Being crossdreamy not only leads to sexological differences…but to a whole series of questions about those differences. So, as I walk around Manhattan I’m having 3 lines of thought.

1: Wow…she has such a beautiful face.

2: Wish I had that face.

3: But why do I want a female face?

Being a crossdreamer is exhausting!

Finally, I decided to stop at Starbucks on Fifth Avenue and write down  all the crossdreamy questions I’d had on my walk. My logic was a dictum of problem solving: that you can’t find the answer until you formulate the right question.

Here goes…

  1. If it’s a sexual orientation, why isn’t … the love of myself as a woman … wearing off?

Despite the rumours…I’m not stupid. I know I’ll never stop getting turned on by crossdreaming.
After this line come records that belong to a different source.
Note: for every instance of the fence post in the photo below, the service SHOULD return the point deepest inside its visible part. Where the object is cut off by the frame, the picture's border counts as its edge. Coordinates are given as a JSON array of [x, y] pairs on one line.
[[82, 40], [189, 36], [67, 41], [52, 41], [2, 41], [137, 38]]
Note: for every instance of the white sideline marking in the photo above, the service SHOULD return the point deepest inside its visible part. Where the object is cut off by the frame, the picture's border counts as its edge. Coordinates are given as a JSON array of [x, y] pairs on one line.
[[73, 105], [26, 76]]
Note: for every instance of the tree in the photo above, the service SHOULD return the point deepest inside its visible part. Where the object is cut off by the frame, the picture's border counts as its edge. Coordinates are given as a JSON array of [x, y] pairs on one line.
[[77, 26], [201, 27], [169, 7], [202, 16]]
However, what I don’t understand is that if crossdreaming is a sexual orientation…then the euphoric aspect of being in love with oneself as a woman – should wear off just like other forms of euphoric love (at least for a while).

Basically, I buy into Anne Lawrence’s idea that my late-onset transsexualism is a falling in love with myself as a woman – the crossdreamer equivalent of a hetero falling in love with an external woman. However, if this is the case, the whole obsessive/dreamy/giddy love aspect should wear off. It’s human nature that any strong feeling – the giddiness of initial love, for example – wears off, and is replaced with a more down to earth feeling.

However, that’s not what’s happening. It only gets stronger.

2. What can you do to reduce the constant obsessing and yearning?

In my opinion, there’s a far more interesting question to decide if you’re transgender than if you could go back in time and press a magic button to be female would you press it?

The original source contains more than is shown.